La ripresentazione di alcuni di questi scritti di Rolland ha lo scopo non solo di riesumare un’opera famosissima ma introvabile, anche in Francia, ma di indicare a tutti noi – ormai coinvolti in una paradossale ma pericolosissima nuova «guerra di civiltà» – l’assoluta e imprescindibile necessità che ci mettiamo a nostra volta «al di sopra della mischia» non per giudicare e condannare, ma per capire l’inconsistenza e la stupidità delle ragioni della contrapposizione creatasi tra civiltà, culture e religioni, che sono nate per suscitare dialogo e comprensione, per favorire incontri e comunicazione mai, guerre.
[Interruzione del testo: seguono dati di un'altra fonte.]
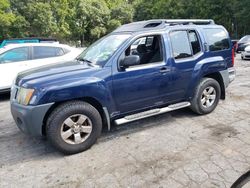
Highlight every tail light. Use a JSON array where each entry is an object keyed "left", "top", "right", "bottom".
[{"left": 232, "top": 47, "right": 235, "bottom": 66}]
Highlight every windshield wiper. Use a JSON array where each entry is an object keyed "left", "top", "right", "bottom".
[
  {"left": 76, "top": 57, "right": 100, "bottom": 68},
  {"left": 76, "top": 57, "right": 93, "bottom": 64}
]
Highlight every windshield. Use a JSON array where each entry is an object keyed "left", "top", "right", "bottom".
[
  {"left": 239, "top": 35, "right": 250, "bottom": 43},
  {"left": 77, "top": 34, "right": 131, "bottom": 66}
]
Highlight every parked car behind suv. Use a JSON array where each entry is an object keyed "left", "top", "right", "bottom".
[
  {"left": 0, "top": 37, "right": 58, "bottom": 48},
  {"left": 0, "top": 43, "right": 82, "bottom": 93},
  {"left": 236, "top": 35, "right": 250, "bottom": 53},
  {"left": 11, "top": 19, "right": 235, "bottom": 154},
  {"left": 241, "top": 45, "right": 250, "bottom": 60}
]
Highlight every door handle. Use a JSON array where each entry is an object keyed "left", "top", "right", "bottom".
[{"left": 159, "top": 66, "right": 171, "bottom": 73}]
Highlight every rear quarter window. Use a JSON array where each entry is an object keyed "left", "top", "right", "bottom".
[
  {"left": 204, "top": 28, "right": 230, "bottom": 51},
  {"left": 33, "top": 46, "right": 65, "bottom": 59}
]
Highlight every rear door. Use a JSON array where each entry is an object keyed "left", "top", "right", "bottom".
[
  {"left": 168, "top": 29, "right": 204, "bottom": 100},
  {"left": 27, "top": 46, "right": 66, "bottom": 69}
]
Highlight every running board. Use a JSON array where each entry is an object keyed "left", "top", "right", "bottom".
[{"left": 115, "top": 102, "right": 191, "bottom": 125}]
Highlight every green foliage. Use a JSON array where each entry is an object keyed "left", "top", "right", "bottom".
[
  {"left": 0, "top": 0, "right": 249, "bottom": 44},
  {"left": 24, "top": 2, "right": 58, "bottom": 36},
  {"left": 75, "top": 0, "right": 110, "bottom": 44},
  {"left": 0, "top": 0, "right": 16, "bottom": 38},
  {"left": 134, "top": 0, "right": 250, "bottom": 38}
]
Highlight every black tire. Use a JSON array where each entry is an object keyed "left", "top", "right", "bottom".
[
  {"left": 46, "top": 101, "right": 102, "bottom": 154},
  {"left": 190, "top": 78, "right": 221, "bottom": 115}
]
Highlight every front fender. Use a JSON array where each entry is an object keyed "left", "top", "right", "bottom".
[{"left": 32, "top": 77, "right": 115, "bottom": 112}]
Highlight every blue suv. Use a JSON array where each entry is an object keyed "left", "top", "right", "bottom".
[{"left": 10, "top": 19, "right": 235, "bottom": 154}]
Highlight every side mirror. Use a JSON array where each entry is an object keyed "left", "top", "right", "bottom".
[
  {"left": 120, "top": 55, "right": 140, "bottom": 69},
  {"left": 204, "top": 42, "right": 209, "bottom": 52}
]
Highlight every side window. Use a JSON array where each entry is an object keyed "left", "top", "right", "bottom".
[
  {"left": 33, "top": 46, "right": 64, "bottom": 59},
  {"left": 63, "top": 48, "right": 71, "bottom": 54},
  {"left": 170, "top": 31, "right": 192, "bottom": 59},
  {"left": 204, "top": 28, "right": 230, "bottom": 51},
  {"left": 0, "top": 47, "right": 29, "bottom": 64},
  {"left": 188, "top": 30, "right": 201, "bottom": 55},
  {"left": 56, "top": 48, "right": 65, "bottom": 56},
  {"left": 122, "top": 35, "right": 163, "bottom": 66},
  {"left": 145, "top": 36, "right": 154, "bottom": 46}
]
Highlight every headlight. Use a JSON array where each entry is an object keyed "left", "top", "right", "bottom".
[{"left": 16, "top": 87, "right": 35, "bottom": 105}]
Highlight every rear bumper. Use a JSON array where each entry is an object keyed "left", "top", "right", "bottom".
[
  {"left": 11, "top": 102, "right": 54, "bottom": 136},
  {"left": 228, "top": 67, "right": 236, "bottom": 83}
]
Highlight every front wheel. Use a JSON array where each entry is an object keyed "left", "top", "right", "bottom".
[
  {"left": 190, "top": 78, "right": 221, "bottom": 115},
  {"left": 46, "top": 101, "right": 102, "bottom": 154}
]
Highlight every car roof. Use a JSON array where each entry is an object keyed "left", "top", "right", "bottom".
[
  {"left": 112, "top": 19, "right": 219, "bottom": 34},
  {"left": 0, "top": 43, "right": 72, "bottom": 51}
]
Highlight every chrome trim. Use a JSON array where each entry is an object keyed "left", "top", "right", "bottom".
[
  {"left": 126, "top": 62, "right": 165, "bottom": 71},
  {"left": 228, "top": 67, "right": 236, "bottom": 83},
  {"left": 115, "top": 102, "right": 191, "bottom": 125},
  {"left": 10, "top": 85, "right": 19, "bottom": 101}
]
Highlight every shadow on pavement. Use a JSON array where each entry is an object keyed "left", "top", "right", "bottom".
[
  {"left": 0, "top": 107, "right": 197, "bottom": 167},
  {"left": 101, "top": 107, "right": 197, "bottom": 142},
  {"left": 0, "top": 93, "right": 10, "bottom": 102}
]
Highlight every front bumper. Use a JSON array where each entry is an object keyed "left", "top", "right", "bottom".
[{"left": 11, "top": 101, "right": 54, "bottom": 136}]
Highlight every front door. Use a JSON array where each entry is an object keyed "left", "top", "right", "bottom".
[{"left": 112, "top": 35, "right": 172, "bottom": 114}]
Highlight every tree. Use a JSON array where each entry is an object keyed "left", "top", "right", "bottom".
[
  {"left": 234, "top": 0, "right": 250, "bottom": 37},
  {"left": 0, "top": 0, "right": 16, "bottom": 39},
  {"left": 106, "top": 0, "right": 134, "bottom": 32},
  {"left": 133, "top": 0, "right": 250, "bottom": 38},
  {"left": 69, "top": 0, "right": 110, "bottom": 46},
  {"left": 22, "top": 2, "right": 58, "bottom": 37},
  {"left": 50, "top": 0, "right": 72, "bottom": 41},
  {"left": 1, "top": 0, "right": 250, "bottom": 44}
]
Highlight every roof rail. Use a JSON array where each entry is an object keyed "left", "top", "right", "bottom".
[
  {"left": 143, "top": 19, "right": 215, "bottom": 28},
  {"left": 113, "top": 19, "right": 215, "bottom": 33},
  {"left": 165, "top": 19, "right": 215, "bottom": 25}
]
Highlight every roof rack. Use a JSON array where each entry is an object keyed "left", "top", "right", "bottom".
[
  {"left": 143, "top": 19, "right": 215, "bottom": 28},
  {"left": 165, "top": 19, "right": 214, "bottom": 25},
  {"left": 113, "top": 19, "right": 215, "bottom": 33}
]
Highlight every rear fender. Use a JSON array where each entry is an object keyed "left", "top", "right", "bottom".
[{"left": 186, "top": 56, "right": 227, "bottom": 99}]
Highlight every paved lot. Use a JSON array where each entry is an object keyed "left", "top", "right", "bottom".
[{"left": 0, "top": 55, "right": 250, "bottom": 188}]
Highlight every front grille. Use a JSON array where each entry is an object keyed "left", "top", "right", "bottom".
[
  {"left": 15, "top": 75, "right": 21, "bottom": 85},
  {"left": 10, "top": 86, "right": 19, "bottom": 101}
]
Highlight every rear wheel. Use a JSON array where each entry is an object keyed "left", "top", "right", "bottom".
[
  {"left": 190, "top": 78, "right": 221, "bottom": 115},
  {"left": 46, "top": 101, "right": 102, "bottom": 154}
]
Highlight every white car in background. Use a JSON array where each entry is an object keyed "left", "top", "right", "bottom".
[
  {"left": 0, "top": 43, "right": 82, "bottom": 92},
  {"left": 241, "top": 45, "right": 250, "bottom": 60}
]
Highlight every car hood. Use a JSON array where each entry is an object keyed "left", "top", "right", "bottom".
[
  {"left": 15, "top": 60, "right": 98, "bottom": 87},
  {"left": 238, "top": 42, "right": 250, "bottom": 45}
]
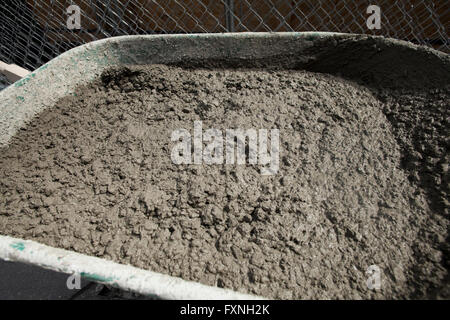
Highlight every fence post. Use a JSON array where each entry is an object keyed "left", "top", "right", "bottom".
[{"left": 224, "top": 0, "right": 235, "bottom": 32}]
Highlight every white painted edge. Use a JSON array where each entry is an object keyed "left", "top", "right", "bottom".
[{"left": 0, "top": 235, "right": 264, "bottom": 300}]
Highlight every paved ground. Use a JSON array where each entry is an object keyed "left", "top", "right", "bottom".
[
  {"left": 0, "top": 259, "right": 90, "bottom": 299},
  {"left": 0, "top": 259, "right": 152, "bottom": 300}
]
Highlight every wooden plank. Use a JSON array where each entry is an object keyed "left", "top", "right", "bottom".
[{"left": 0, "top": 61, "right": 31, "bottom": 82}]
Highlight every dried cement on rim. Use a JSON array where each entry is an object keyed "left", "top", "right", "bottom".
[{"left": 0, "top": 33, "right": 448, "bottom": 297}]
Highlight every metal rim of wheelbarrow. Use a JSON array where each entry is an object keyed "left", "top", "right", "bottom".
[{"left": 0, "top": 32, "right": 446, "bottom": 299}]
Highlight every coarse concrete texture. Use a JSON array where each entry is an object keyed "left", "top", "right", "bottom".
[
  {"left": 0, "top": 56, "right": 448, "bottom": 299},
  {"left": 0, "top": 34, "right": 448, "bottom": 299}
]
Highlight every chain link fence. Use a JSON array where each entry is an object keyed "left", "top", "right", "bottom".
[{"left": 0, "top": 1, "right": 448, "bottom": 71}]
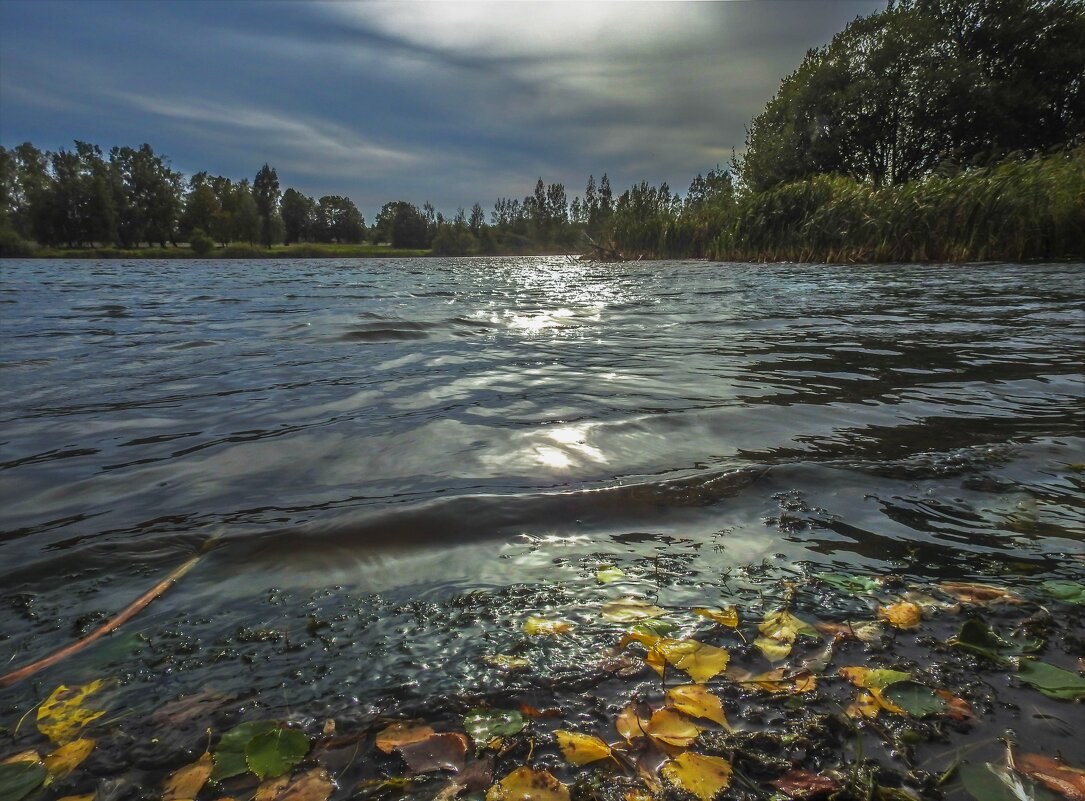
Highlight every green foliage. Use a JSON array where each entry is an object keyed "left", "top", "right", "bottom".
[
  {"left": 244, "top": 727, "right": 309, "bottom": 779},
  {"left": 1015, "top": 660, "right": 1085, "bottom": 700},
  {"left": 0, "top": 760, "right": 48, "bottom": 801},
  {"left": 0, "top": 226, "right": 35, "bottom": 257},
  {"left": 188, "top": 229, "right": 215, "bottom": 257}
]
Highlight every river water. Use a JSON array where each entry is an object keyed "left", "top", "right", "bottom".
[{"left": 1, "top": 258, "right": 1083, "bottom": 783}]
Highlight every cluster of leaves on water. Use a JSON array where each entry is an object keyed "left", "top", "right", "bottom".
[{"left": 1, "top": 570, "right": 1083, "bottom": 801}]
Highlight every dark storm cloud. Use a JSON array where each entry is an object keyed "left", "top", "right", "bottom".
[{"left": 0, "top": 0, "right": 884, "bottom": 217}]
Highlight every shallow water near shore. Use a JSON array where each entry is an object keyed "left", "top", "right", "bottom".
[{"left": 1, "top": 258, "right": 1083, "bottom": 799}]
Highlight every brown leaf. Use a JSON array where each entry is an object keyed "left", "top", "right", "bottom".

Romanziere, biografo, critico musicale, autore teatrale, vincitore del premio Nobel per la letteratura nel 1916, Romain Rolland (Clamecy, 1886-Vezélay, 1944) deve la sua residua notorietà al grande (e lunghissimo) romanzo Jean-Christophe e al titolo – più che al contenuto – della raccolta che qui si presenta in veste parziale: «al di sopra della mischia» è una formula entrata progressivamente nell’uso e che sembra testimoniare della posizione di chi voglia, superbamente e arrogantemente, elevarsi al di sopra dei problemi, da cui non si lascia coinvolgere, e sui quali però si ritiene in grado di pontificare. Applicato a ogni guerra, e tanto più a quella Grande guerra che stava ergendosi davanti alla cultura europea, chiedendo a ciascuno di schierarsi – o di qua o di là – questo atteggiamento non fa che esacerbare gli animi. Rolland cerca invece, strenuamente, quasi eroicamente, di spiegare ai contemporanei (specie francesi e tedeschi), fin dall’inizio della guerra, che le ragioni dello scontro, lo spirito di sopraffazione e l’esaltazione guerresca sono sempre mal posti, quale che si sia la parte da cui li si fa pendere.